Элиза и сама не заметила, как перестала сопротивляться его ласкам.

— Вам нужно поспать, — проговорила она еле слышно. Эти слова заставили ее подумать о постели, а дальнейшие ассоциации заставили ее кровь прилить к щекам.

— Действительно, я бы не отказался лечь… — согласился Киприан с кривой усмешкой, словно прочтя ее мысли. Он потянул ее за запястья, но в этот самый момент корабль лег на борт, и Элиза очутилась у него на коленях. Руки Киприана моментально переместились к ней на талию, и не успела она понять, что происходит, как уже оказалась в мокрых, но таких уютных и надежных объятиях. А Киприан уже прижался лицом к ее волосам и глубоко вдохнул, словно самый ее запах доставлял ему наслаждение.

Одно это вполне успокоило Элизу, и она не стала протестовать, хотя ее положение у него на коленях было более чем интимным.

— Вам нужно поспать, — повторила она, проявляя неожиданную заботливость.

— Мне нужно просто посидеть здесь с вами несколько минут, Элиза. Хотя бы несколько минут…

Он помог Элизе поудобнее устроиться у себя на коленях, посадив ее боком, так что его медленное, ровное дыхание обжигало ей шею. Несмотря на то что каждый нерв ее был натянут как струна, а по телу пробегала дрожь, Элиза вдруг обнаружила, что в полутемной каюте воцарился необычайный покой. Даже когда рука Киприана опустилась ей на бедро, она приняла это как должное…

Еще никогда ей не было так спокойно и уютно рядом с мужчиной. Разум велел Элизе бежать от тенет обольщения, которыми этот человек опутывал ее, но его честная, трудовая усталость — соленый запах пота и твердые, натруженные мышцы, говорившие о целом дне тяжелой работы, — сделали ее глухой к набившим оскомину доводам здравого смысла.
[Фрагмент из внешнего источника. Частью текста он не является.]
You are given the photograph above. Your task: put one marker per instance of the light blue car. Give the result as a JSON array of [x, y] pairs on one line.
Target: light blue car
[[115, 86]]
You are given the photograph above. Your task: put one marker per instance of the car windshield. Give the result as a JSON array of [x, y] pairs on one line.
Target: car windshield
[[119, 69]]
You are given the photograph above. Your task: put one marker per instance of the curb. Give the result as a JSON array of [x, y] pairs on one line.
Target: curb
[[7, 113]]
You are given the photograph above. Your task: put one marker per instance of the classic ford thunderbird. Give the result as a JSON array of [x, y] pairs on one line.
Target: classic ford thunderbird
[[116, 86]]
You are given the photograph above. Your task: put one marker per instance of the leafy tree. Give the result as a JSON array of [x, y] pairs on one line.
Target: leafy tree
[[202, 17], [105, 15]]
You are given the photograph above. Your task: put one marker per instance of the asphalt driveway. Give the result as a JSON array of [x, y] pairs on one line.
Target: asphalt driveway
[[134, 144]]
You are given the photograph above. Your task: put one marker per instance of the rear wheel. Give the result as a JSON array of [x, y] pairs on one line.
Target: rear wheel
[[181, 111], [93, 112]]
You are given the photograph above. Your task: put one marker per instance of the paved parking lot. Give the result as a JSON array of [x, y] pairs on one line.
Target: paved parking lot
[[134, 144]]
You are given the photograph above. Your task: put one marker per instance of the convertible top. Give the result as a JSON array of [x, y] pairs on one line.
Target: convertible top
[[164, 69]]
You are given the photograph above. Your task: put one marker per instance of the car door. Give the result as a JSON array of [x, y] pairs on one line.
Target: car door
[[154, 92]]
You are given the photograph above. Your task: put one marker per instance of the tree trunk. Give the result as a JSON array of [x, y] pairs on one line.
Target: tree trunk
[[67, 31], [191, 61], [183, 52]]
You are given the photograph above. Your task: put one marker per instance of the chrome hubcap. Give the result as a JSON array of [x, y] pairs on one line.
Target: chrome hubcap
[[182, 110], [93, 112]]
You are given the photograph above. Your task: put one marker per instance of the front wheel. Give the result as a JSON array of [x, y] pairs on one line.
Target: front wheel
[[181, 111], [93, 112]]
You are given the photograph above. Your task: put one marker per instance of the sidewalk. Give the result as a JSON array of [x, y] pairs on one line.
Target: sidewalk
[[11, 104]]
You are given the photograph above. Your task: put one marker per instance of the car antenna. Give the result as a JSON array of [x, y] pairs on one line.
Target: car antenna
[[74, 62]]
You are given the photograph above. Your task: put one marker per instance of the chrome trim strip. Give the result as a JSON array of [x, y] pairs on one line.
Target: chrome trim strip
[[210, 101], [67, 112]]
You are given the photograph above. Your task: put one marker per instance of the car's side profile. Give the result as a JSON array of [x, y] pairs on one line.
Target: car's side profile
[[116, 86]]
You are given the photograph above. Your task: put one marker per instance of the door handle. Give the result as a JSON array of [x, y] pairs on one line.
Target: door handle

Сейчас Киприан нуждался в Элизе так, как никто и никогда в ней не нуждался. Всю жизнь именно она нуждалась в ком-то, но у нее всегда были родные, которые с готовностью приходили к ней на помощь. Ее выхаживали, когда она болела, о ней заботились и все остальное время. Самой же Элизе еще никогда не приходилось заботиться ни о ком, кроме Обри, и мысль о том, что она нужна еще кому-то, была ей внове.